Added bonus of being honest about what part of your argument is just a belief system is you can then more quickly identify why you disagree with someone else.
Sorry to press, but I'm not sure if you answered my question. Why mention that you think most people do not believe it? In your latest comment, you didn't justify, but you did "outright say" it again. What value does bringing it up have?
Not trying to be combative, just thought it's an interesting point in this discussion of objectivity vs subjectivity.
I'm just saying I doubt that zug_zug has actually unlocked some chain of reasoning to say that all that stuff is objectively bad. If they did, what's stopping everyone else from doing it? I am expressing doubt.
Like if someone showed up and said "I can predict lottery numbers". Maybe I'm talking to someone who has figured it out. Maybe I'm talking to someone who is wrong. This isn't at the same level but the claim to objectivity feels pretty close to me!
I think zug_zug's claims are based in a worldview, and not derived from some objective truth. That's fine! We are allowed to inject our own preferences into these discussions! It feels intellectually dishonest to pretend that we're working off of some objective truth of how the world "should" be.
> If they did, what's stopping everyone else from doing it?

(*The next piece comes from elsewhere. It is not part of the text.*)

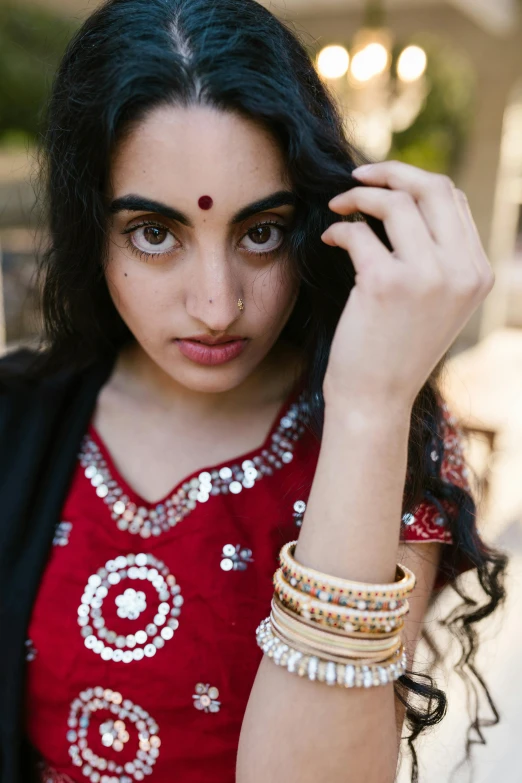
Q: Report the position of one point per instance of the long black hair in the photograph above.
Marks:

I am expressing doubt.
This is a pretty interesting topic on human nature. Chain of reasoning doesn't always result in proper action. For example, my cousin has been having a lot of health problems lately. Logically he knows that alcohol is contributing to them. Yet, when he's out with his friends, he can't help but drink anyway, despite knowing (and likely ignoring for the moment) the consequences of doing so.
Similarly, things like junk food and overpriced status-symbol vehicles have objective costs that prey on the weaknesses of human nature. Whether to restrict such things, and by how much, is where the subjective aspect comes in.

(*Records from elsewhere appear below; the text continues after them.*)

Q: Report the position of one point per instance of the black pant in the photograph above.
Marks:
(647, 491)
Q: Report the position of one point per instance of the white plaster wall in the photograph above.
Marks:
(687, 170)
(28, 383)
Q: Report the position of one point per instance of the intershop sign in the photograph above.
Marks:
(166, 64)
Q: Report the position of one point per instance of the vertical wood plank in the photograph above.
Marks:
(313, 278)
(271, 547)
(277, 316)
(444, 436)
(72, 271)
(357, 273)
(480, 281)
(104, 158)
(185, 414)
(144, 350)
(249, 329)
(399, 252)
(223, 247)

This also all presumes we share the same values of "let's try to reduce human suffering somewhat". A libertarian, for example, would just say "live and let live".

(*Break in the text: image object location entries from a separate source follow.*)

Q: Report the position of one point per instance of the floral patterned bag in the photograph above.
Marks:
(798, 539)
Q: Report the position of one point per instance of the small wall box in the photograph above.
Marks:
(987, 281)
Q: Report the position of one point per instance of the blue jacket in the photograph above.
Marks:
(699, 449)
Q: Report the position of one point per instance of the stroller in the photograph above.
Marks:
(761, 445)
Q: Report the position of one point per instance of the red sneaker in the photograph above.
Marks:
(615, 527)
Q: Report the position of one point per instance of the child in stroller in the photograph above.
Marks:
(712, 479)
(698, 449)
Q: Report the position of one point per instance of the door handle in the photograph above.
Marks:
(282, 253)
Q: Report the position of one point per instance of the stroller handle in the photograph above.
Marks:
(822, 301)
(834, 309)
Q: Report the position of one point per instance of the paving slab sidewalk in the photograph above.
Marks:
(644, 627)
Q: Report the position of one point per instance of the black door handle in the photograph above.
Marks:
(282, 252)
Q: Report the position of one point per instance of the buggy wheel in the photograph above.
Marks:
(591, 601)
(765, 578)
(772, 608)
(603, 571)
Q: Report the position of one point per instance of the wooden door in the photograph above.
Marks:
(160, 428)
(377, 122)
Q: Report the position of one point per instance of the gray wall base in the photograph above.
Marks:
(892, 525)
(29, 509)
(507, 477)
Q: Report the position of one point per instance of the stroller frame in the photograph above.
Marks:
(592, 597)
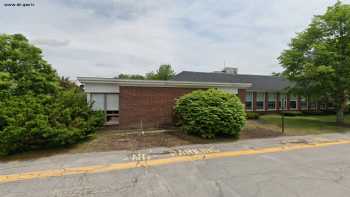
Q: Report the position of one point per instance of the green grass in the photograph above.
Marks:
(308, 124)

Right, totally see what you're saying. In the junk food example (assuming fast food a la McDs...) it feels fairly noncontroversial to say there's health costs. Just then you get into convenience discussions (or even just enjoyment discussions) and now you're weighing health vs convenience and these are totally not fungible quantities. So you're already veering into subjectivity if you're saying "on balance it's bad".
There has to be a point at which you pull in preferences. But at least then you can split the "objective" from the subjective, and think about the details in earnest. Even when conclusions differ.
This is meandering a bit (and I'll once again state that I think Burrito Now Pay Layer is Bad(TM)), but the flow here is (forgive the paraphrasing):
- zug_zug said "we should talk about economics objectively" and claimed "bnpl is one of a dozen services that extracts money from those whose judgment we doubt" , giving examples of other services in that category
- I replied to that claim, saying that I believe their claim that, for example, junk food is a service that extracts money from whose judgement we doubt, is likely to be a subjective analysis and not an objective one.
- I further said that I think you could end up with a believe that it was an objective analysis if you are a person who has reached the conclusion that spending money on leisure is bad
- I am then claiming that I doubt that there's an objective chain of logic that gets you to "spending money on leisure is bad". My reasoning is that I believe that to not be the position held by many people, on top of my belief that generally most people are not extremely smart.
Absent the "spending money on leisure is bad" claim, I don't see a claim to saying that, _objectively_, junk food, sports cars etc is an indicator of people applying bad judgement. And so saying "well BNPL is objectively just yet another stupid tax" is not a well founded argument in my opinion!
"I think Burrito Now Pay Later is bad" is a fine statement, and doesn't try to apply a layer of objectivity that, in my view, crumbles pretty quickly.